Elhasıl: Vâcib-ül Vücud'a her mevcudu vermek, vücub derecesinde bir sühuleti var. Ve tabiata icad cihetinde vermek, imtina' derecesinde müşkil ve haric-i daire-i akliyedir.

ÜÇÜNCÜ MUHAL: Bu muhali izah edecek bazı risalelerde beyan edilen iki misal:5

Birinci Misal: Bütün âsâr-ı medeniyetle tekmil ve tezyin edilmiş, hâlî bir sahrada kurulmuş, yapılmış bir saraya; gayet vahşi bir adam girmiş, içine bakmış. Binlerle muntazam san'atlı eşyayı görmüş. Vahşetinden, ahmaklığından, hariçten kimse müdahale etmeyip, o saray içinde o eşyadan birisi, o sarayı müştemilatıyla beraber yapmıştır diye taharriye başlıyor. Hangi şeye bakıyor; o vahşetli aklı dahi kabil görmüyor ki, o şey bunları yapsın. Sonra o sarayın teşkilat proğramını ve mevcudat fihristesini ve idare kanunları içinde yazılı olan bir defteri görür. Çendan elsiz ve gözsüz ve çekiçsiz olan o defter dahi, sair içindeki şeyler gibi, hiçbir kabiliyeti yoktur ki o sarayı teşkil ve tezyin etsin. Fakat muztar kalarak, bilmecburiye, eşya-yı âhere nisbeten, kavanin-i ilmiyenin bir ünvanı olmak cihetiyle, o sarayın mecmuuna bu defteri münasebetdar gördüğünden, "İşte bu defterdir ki, o sarayı teşkil, tanzim ve tezyin edip bu eşyayı yapmış, takmış, yerleştirmiş." diyerek vahşetini; ahmakların, sarhoşların hezeyanına çevirmiş.
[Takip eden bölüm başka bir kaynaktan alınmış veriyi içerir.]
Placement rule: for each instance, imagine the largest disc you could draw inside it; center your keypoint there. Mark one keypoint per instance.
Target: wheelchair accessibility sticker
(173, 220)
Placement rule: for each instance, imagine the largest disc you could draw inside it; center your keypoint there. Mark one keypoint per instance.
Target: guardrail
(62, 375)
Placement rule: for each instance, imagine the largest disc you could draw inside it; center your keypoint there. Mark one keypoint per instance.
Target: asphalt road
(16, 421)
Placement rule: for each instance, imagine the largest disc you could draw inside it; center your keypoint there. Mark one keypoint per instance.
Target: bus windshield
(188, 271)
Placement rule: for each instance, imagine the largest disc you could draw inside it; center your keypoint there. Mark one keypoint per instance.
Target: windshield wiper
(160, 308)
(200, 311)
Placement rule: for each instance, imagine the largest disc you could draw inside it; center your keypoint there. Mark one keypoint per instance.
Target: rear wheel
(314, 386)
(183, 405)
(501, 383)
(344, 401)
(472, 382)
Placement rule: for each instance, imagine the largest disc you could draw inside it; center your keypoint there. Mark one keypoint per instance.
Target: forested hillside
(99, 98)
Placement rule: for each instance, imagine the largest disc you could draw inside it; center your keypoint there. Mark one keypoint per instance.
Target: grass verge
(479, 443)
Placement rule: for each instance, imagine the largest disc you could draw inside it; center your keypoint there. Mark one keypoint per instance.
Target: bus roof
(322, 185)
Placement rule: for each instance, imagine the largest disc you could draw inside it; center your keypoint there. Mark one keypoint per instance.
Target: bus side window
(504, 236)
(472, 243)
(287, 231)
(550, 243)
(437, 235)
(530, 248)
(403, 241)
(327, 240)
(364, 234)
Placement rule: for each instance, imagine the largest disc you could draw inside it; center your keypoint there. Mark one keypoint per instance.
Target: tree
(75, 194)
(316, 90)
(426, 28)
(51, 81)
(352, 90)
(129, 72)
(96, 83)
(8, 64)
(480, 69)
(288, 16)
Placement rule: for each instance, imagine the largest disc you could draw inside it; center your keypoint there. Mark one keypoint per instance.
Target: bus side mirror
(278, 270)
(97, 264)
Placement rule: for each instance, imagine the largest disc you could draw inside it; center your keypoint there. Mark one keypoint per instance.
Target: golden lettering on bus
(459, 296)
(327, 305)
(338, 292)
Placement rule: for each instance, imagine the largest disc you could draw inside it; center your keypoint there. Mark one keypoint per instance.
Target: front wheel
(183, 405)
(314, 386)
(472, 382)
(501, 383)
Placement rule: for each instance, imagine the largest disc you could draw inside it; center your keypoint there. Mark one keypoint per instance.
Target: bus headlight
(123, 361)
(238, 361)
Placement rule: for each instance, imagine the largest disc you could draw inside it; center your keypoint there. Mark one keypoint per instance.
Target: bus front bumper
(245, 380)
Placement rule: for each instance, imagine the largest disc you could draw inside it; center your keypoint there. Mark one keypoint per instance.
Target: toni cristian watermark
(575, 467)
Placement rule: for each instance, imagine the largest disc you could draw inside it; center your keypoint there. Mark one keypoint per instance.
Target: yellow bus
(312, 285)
İşte aynen bu misal gibi; hadsiz derecede misaldeki saraydan daha muntazam, daha mükemmel ve bütün etrafı mu'cizane hikmetle dolu şu saray-ı âlemin içine, inkâr-ı uluhiyete giden tabiiyyun fikrini taşıyan vahşi bir insan girer. Daire-i mümkinat haricinde olan Zât-ı Vâcib-ül Vücud'un eser-i san'atı olduğunu düşünmeyerek ve ondan i'raz ederek, daire-i mümkinat içinde kader-i İlahînin yazar bozar bir levhası hükmünde ve kudret-i İlahiyenin kavanin-i icraatına tebeddül ve tegayyür eden bir defteri olabilen ve pek yanlış ve hata olarak "Tabiat" namı verilen bir mecmua-i kavanin-i âdât-ı İlahiye ve bir fihriste-i san'at-ı Rabbaniyeyi görür. Ve der ki: "Madem bu eşya bir sebeb ister, hiçbir şeyin bu defter gibi münasebeti görünmüyor. Çendan hiçbir cihetle akıl kabul etmez ki; gözsüz, şuursuz, kudretsiz bu defter, rububiyet-i mutlakanın işi olan ve hadsiz bir kudreti iktiza eden icadı yapamaz. Fakat madem Sâni'-i Kadîm'i kabul etmiyorum; öyle ise en münasibi, bu defter bunu yapmış ve yapar diyeceğim." der. Biz de deriz:

Ey ahmak-ul humakadan tahammuk etmiş sarhoş ahmak! Başını tabiat bataklığından çıkar, arkana bak; zerrattan, seyyarata kadar bütün mevcudat, ayrı ayrı lisanlarla şehadet ettikleri ve parmaklarıyla işaret ettikleri bir Sâni'-i Zülcelal'i gör.. ve o sarayı yapan ve o defterde sarayın proğramını yazan Nakkaş-ı Ezelî'nin cilvesini gör, fermanına bak, Kur'anını dinle.. o hezeyanlardan kurtul!..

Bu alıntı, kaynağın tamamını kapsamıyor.